Siyah ışığın altında kuşun gagasının parçaları parlak bir şekilde parlıyordu, sanki floresan boyayla çizilmiş gibi. Böyle parlak bir burun kesinlikle etkileyicidir. Anlaşıldığı üzere, papağan ve penguenlerden baykuşlara ve gece eğlencelerine kadar pek çok kuş türü, göremediğimiz şekillerde parlıyor. Dahası, bunu en az iki farklı yöntemle yapıyorlar - ve birçok farklı nedenden dolayı, bazıları araştırmacılara gizemli kalıyor.
Kuş parlaklığını doğru anlamak için önce ultraviyole ışığı ve şeyleri görünür kılan çeşitli yolları anlamanız gerekir. İnsan gözünün nasıl kurulduğundan dolayı, sadece “görünür spektrum” dediğimiz şeyin içine düşen dalga boylarından oluşan ışığı görebiliyoruz. Bu, bize göre görünen yaklaşık 390 nanometre ile 700 nanometre arasında değişiyor.
© PROF. ANDREW DAVIDHAZY
Ultraviyole (veya UV) ışığı bundan daha kısadır - yaklaşık 100 ila 400 nanometre arasındadır. Onu göremeyiz, ancak çok sayıda kuş, spektrumun bu kısmının en azından bazılarına erişebilir. Çalışmalar, UV’de görmenin, kuşlara, kendi yumurtalarını yuva parazitlerinden ayırmak için yiyecek bulmalarından kuşlara her türlü görevde yardımcı olduğunu göstermiştir.

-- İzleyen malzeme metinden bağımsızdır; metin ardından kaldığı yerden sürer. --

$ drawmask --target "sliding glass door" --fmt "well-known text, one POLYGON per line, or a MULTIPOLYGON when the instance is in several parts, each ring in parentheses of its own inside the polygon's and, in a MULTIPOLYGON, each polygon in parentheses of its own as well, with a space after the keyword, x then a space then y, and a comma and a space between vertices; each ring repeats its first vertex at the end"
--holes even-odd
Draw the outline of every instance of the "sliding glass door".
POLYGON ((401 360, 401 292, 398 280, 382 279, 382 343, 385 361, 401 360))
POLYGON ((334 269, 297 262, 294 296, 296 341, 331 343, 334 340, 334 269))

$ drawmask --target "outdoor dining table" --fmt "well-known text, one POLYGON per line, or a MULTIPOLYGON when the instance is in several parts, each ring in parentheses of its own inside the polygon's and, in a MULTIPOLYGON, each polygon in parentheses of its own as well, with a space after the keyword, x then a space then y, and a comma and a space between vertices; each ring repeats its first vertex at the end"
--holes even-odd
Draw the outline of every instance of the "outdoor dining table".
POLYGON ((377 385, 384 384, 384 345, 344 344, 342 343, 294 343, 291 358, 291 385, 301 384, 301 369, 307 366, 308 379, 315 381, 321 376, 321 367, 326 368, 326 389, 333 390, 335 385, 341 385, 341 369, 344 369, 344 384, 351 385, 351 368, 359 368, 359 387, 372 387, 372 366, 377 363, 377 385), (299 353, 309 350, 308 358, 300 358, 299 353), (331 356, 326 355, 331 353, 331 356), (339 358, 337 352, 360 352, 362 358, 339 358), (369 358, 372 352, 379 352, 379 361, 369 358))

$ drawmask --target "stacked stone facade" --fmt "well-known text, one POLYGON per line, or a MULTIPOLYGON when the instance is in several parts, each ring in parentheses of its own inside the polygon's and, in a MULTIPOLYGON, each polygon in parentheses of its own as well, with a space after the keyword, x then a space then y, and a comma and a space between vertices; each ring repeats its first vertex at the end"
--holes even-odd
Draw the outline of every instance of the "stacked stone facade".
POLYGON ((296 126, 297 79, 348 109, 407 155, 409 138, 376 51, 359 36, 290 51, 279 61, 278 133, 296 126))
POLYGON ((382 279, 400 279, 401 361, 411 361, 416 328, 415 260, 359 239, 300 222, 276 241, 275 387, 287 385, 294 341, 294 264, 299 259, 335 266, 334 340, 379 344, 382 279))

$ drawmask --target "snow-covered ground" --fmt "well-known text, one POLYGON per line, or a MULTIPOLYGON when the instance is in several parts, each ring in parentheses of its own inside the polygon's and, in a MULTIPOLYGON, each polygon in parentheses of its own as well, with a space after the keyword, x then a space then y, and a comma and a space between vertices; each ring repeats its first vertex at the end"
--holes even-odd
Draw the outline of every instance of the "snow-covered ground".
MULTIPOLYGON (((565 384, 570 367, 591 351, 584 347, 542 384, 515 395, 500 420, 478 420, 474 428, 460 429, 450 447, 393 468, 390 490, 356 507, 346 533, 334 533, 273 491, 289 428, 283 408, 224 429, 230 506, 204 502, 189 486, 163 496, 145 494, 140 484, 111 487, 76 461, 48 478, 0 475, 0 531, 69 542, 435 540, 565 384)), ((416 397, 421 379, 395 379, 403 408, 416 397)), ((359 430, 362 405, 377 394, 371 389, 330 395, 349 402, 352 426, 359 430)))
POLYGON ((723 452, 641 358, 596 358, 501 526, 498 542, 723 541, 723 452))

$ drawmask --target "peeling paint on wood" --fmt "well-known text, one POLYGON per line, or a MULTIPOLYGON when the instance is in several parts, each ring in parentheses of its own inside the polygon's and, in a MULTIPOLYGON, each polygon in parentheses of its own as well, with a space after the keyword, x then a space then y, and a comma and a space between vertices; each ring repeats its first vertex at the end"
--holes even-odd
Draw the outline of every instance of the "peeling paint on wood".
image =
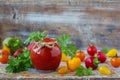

Bu bizi ilk tür gizli kuş parlaklığına getiriyor: UV yansıması. Naturalist Scott Weidensaul, “Muhtemelen tüyleri üzerinde UV yansıtıcı yamalar bulunan binlerce kuş türü vardır” diyor. Bunlar arasında sığırcıklar, birçok tropikal ötücü kuş ve çok çeşitli papağan bulunur. Kuşlara neyin benzediğini tam olarak hayal etmemiz zordur -çünkü biz UV’de göremiyoruz, duyusal deneyim bize ulaşamaz- ancak spektrometreli araştırmacılar bu yamaların kuş toplumunda büyük bir rol oynadığını belirlediler.
Örneğin, bize benzeyen bir erkek ve dişi papağan, birbirlerinin çok farklı görünmelerini sağlayan UV kalıplarına sahip olabilir. Bu, eş seçimini de etkiler. Ve bu gibi sinyaller, bebeklere bile yardımcı olmaya devam ediyor: birçok civciv, gagalarının çevresinde ultraviyole işaretlerine sahip, böylece ebeveynleri solucanların nereye koyacağını biliyorlar.
Ancak, bu kutup martıları ile olan bir şey değil. Farklı bir parlaklık olgusu sergilerler, floresan. UV ışığına maruz kaldığında onu yansıtmaktan ziyade emen bazı maddeler vardır. Daha sonra şaşırtıcı bir renkte, tepki olarak görünür ışık yayarlar. Bir şeyde bir karanlığı parladığınızda ve aniden ortaya çıkarsa, bunun nedeni bu türden materyaller içermesidir.
Kredi: COURTESY SCOTT WEIDENSAUL
Floresan da kuş dünyasında nadir değildir. Kral ve İmparator penguenleri parlayan gagalara sahipler, diyor araştırmacılar, en az birkaç diğer türün yaptığı gibi.
Çoğu baykuş türü, 1980’lerin başında Bruce Colvin adlı bir sıçan araştırmacısı tarafından tesadüfen keşfedilen bir tuhaf floresan kanatlara sahiptir. Karşılıksız bir deneyin bir parçası olarak farelere bir floresan malzeme besleyen Colvin, baykuşların da ışıldadığını fark ettiğinde, kemirgen kemiklerini arayan bir baykuş topağı üzerinde bir kara ışık yaktı.
Baykuşları gruplayan ve izleyen araştırmacıların çoğu, yaşlarını bir kara ışık altında kontrol etmek için biraz zaman harcıyor. “Bu, ciddi bir ornitoloji ve ucuz bir parti hilesi kombinasyonudur” diye ekliyor.
Siyah ışık altında flöresanı görebilir ve kendi araştırmalarımız için onu kullanabiliriz. Ancak çoğu durumda, kuşların ne için kullandıklarından tam olarak emin değiliz. Öte yandan papağanlar, baykuşlar muhtemelen tüylerinin parıldadığını bile söyleyemezler- ay da floresan etkisini başlatmak için yeterli UV ışığı yaymaz.